In fact, my most delightful memory of college economics was walking to the lecture hall with my roommate one crisp fall day. He was wearing gray corduroy pants (it was a long time ago) and suddenly, completely unexpected, a squirrel raced out off the grass and clawed halfway up his leg. I never laughed so hard despite his panic attack which may not have been completely feigned. (We later deduced the rodent must have thought the corduroy to be the bark of a tree.)

Years went by … about ten or twelve. I took a bunch of business classes in night school. Finance was one of them. I enjoyed it, aced the class. Learned about stocks and bonds, interest rates, different types of money, etc. And again, forgot it all soon after. Then in the early 2000s, on a Hopperish whim, I read a few books on various economic topics. Some stuff stuck, some didn’t. One thing that remains with me to this day is the colossal mistake that was the Smoot-Hawley Tariff of 1930.

Anyhoo, I put away a couple of books on macroeconomics this summer, taking notes, hoping it will help me with the tax class I’m taking in the fall. Probably understood 76-79% of what I read. So, feeling somewhat emboldened, I decided to reach out for a masterwork. After a few weeks of hauling my weary carcass up hills, I set my sights on Everest.

That Everest was A Monetary History of the United States by Milton Friedman.

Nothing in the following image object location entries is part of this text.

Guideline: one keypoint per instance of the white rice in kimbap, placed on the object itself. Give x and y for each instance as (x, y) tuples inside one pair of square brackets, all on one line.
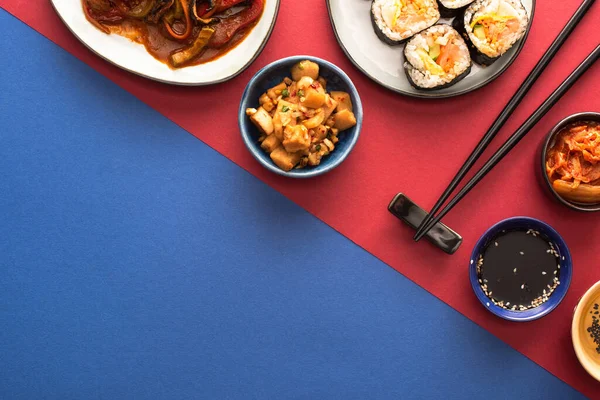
[(493, 27), (395, 21), (449, 8), (436, 58)]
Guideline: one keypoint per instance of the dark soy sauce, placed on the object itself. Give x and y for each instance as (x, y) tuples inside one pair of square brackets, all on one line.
[(519, 269)]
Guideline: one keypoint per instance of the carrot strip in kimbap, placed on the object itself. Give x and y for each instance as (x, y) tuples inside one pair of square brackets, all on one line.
[(450, 8), (395, 21), (492, 27), (436, 58)]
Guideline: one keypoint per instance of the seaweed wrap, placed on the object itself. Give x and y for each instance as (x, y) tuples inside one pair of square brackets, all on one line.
[(491, 28), (436, 58), (395, 21)]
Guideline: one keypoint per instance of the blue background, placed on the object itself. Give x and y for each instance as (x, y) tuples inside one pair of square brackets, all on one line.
[(138, 263)]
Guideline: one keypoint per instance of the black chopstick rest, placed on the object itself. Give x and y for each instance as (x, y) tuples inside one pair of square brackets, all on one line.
[(411, 214)]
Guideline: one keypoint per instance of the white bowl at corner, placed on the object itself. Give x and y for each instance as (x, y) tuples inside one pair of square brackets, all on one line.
[(134, 58), (586, 355)]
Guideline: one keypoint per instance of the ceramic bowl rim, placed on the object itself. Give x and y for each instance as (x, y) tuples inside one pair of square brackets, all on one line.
[(535, 313), (581, 116), (575, 331), (301, 173)]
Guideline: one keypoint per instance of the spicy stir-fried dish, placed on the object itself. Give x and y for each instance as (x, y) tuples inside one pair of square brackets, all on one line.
[(299, 121), (178, 32), (573, 163)]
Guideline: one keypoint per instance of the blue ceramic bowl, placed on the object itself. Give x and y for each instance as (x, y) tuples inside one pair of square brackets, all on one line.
[(273, 74), (566, 268)]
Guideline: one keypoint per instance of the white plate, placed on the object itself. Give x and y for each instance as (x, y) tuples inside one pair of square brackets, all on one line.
[(351, 21), (134, 58)]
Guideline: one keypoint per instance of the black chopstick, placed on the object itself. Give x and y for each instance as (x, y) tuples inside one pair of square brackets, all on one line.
[(508, 110), (517, 136)]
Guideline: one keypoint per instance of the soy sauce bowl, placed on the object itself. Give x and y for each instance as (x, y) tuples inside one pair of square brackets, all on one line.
[(548, 143), (271, 75), (566, 268)]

Now, I have tremendous respect for Friedman and this work. He was a Nobel-prize winning economist who eviscerated your grandparent’s Great Depression Keynesianism, influenced a whole generation of later economists, and was an unofficial adviser to Reagan and Thatcher in the 80s. He died about ten years ago at age 94. In the early 60s he wrote a couple of books which cemented his legacy. Monetary History, clocking in at 860 pages, was one of them.

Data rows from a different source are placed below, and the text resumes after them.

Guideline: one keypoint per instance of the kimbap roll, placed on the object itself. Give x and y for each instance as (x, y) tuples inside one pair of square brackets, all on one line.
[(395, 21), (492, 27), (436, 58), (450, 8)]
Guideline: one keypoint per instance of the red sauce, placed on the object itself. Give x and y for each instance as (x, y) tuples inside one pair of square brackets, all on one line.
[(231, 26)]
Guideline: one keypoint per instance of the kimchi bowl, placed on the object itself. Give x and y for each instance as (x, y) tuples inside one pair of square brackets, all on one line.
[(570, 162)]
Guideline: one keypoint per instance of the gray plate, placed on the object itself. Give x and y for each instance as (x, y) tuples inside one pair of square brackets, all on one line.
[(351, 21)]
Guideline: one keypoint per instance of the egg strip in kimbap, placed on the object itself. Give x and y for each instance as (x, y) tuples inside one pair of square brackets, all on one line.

So naturally I had to throw myself into it.

I got up to page 54 before I realized I was wasting my time. Not because of the book, no, not at all. Because I was ill-prepared for it. Basically a study of the changing size and make-up of the US money supply from 1867 to 1960 and how that affected the economy, Friedman analyzes different ratios, comparing specie to fiscal money (coinage versus paper – “greenbacks”), “high-energy money”, charting it all out, comparing his comparisons against each other. Consciously I made the effort to slow my pace down and read – and understand – each sentence before moving on to the next. After a short while, despite my best intentions, it all devolved into Hegelian gobblygook to my inner ears. About the only thing I could understand and appreciate was the politics behind all the comparisons. Which were often, Friedman admits, counterintuitive.

Ergo, with great regret, I return the book back to the library whence it came.

Please don’t mistake this as a critique of the book. I will return to it and master it. Just not right now, as it is way above my pay grade. Perhaps I’ll return to it next summer, depending on how things turn out over the course of the year. It does interest and appeal to the nascent yet stilted mathematician in me. A topic I’d never be able to discuss with anyone, yet one that would give me some degree of satisfaction.

A Monetary History of the United States – I shall return to you!